Delivery and acceptance are two distinct and separate acts of different parties.
(1) Acceptance, not a condition to complete delivery. — Delivery is an act of the vendor.
Thus, one of the obligations of the vendor is the delivery of the thing sold. The vendee has
nothing to do with the act of delivery by the vendor.
On the other hand, acceptance is an obligation on the part of the vendee. Consequently,
acceptance cannot be regarded as a condition to complete delivery. In other words, the
seller must comply with his obligation to deliver although there is no acceptance yet by the
buyer.
(2) Acceptance and actual receipt do not imply the other. — Acceptance of the buyer may
precede actual delivery. There may be an actual receipt without any acceptance and there
may be acceptance without any receipt.

ART. 1586. In the absence of express or implied agreement of the parties, acceptance
of the goods by the buyer shall not discharge the seller from liability in damages or
other legal remedy for breach of any promise or warranty in the contract of sale. But,
if, after acceptance of the goods, the buyer fails to give notice to the seller of the
breach in any promise of warranty within a reasonable time after the buyer knows,
or ought to know of such breach, the seller shall not be liable therefor. (n)

Acceptance, not a bar to action for damages.


Acceptance, as used in this article, has the meaning explained previously — assent to
receive delivery as transferring possession and ownership in the goods; but it does not
carry with it the additional agreement that the property in the goods shall be taken in full
satisfaction of all obligations.
Therefore, unless otherwise agreed, acceptance of the goods by the buyer does not
discharge the seller from liability in damages or other legal remedy (like rescission) for
breach of any promise or warranty in the contract of sale.

Notice to seller of breach of promise or warranty.

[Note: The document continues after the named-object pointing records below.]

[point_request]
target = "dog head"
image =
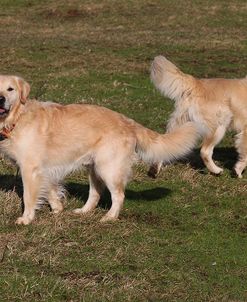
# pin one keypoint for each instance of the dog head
(13, 92)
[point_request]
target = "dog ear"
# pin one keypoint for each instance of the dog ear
(24, 89)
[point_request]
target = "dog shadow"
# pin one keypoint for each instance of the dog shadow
(80, 191)
(225, 158)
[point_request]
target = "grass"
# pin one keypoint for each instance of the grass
(182, 236)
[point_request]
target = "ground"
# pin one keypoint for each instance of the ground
(180, 237)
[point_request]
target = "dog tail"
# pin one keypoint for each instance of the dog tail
(169, 79)
(153, 147)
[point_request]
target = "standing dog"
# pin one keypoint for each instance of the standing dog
(48, 140)
(213, 104)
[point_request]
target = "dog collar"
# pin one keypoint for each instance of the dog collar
(6, 132)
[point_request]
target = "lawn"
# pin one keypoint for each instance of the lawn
(180, 237)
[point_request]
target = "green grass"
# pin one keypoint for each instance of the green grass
(181, 237)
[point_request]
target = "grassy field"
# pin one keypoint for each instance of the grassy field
(180, 237)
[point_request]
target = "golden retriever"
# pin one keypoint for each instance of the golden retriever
(213, 105)
(49, 140)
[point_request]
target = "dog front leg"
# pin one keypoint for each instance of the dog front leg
(31, 179)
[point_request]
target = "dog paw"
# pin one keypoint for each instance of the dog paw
(107, 218)
(238, 172)
(217, 171)
(22, 220)
(57, 210)
(79, 211)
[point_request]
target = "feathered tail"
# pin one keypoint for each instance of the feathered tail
(171, 81)
(153, 147)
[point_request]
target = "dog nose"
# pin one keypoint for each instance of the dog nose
(2, 99)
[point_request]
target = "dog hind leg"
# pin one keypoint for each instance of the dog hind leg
(54, 199)
(208, 147)
(96, 188)
(241, 145)
(32, 180)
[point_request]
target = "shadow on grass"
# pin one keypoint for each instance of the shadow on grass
(226, 158)
(80, 191)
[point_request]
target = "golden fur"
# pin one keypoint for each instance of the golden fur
(50, 140)
(213, 104)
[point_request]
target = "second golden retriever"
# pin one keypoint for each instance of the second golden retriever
(213, 104)
(48, 140)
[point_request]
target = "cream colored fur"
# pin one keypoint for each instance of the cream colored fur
(214, 105)
(49, 141)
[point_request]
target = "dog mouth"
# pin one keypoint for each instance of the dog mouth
(3, 111)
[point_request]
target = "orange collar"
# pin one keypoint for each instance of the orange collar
(6, 132)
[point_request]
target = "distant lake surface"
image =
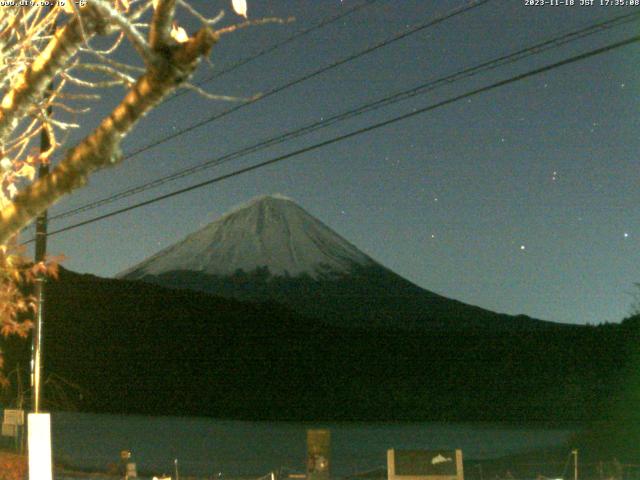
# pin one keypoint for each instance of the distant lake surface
(205, 446)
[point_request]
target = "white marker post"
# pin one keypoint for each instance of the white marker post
(39, 427)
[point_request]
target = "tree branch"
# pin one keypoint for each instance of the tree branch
(102, 147)
(32, 84)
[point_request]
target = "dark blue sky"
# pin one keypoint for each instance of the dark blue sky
(520, 200)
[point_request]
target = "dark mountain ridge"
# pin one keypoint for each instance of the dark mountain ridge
(271, 249)
(134, 347)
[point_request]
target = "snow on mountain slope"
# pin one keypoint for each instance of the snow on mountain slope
(269, 231)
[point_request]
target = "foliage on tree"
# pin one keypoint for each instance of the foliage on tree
(55, 61)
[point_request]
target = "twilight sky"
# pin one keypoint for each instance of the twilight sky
(523, 199)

(1) Necessity. — Article 1586 requires the buyer, in order to hold the seller liable for breach
of promise or warranty, to give notice to the seller of any such breach within a reasonable
time. Time is counted not simply from the moment the buyer knows of the defect, but from
the time when he ought to have known it. Prompt exercise of opportunity for discovering
defects is, therefore, essential.
(2) Purpose. — The purpose is to protect the seller against belated claims which prevent
him from making prompt investigation to determine the cause and extent of his liability
and also to enable him to take any other immediate steps that his interest may require.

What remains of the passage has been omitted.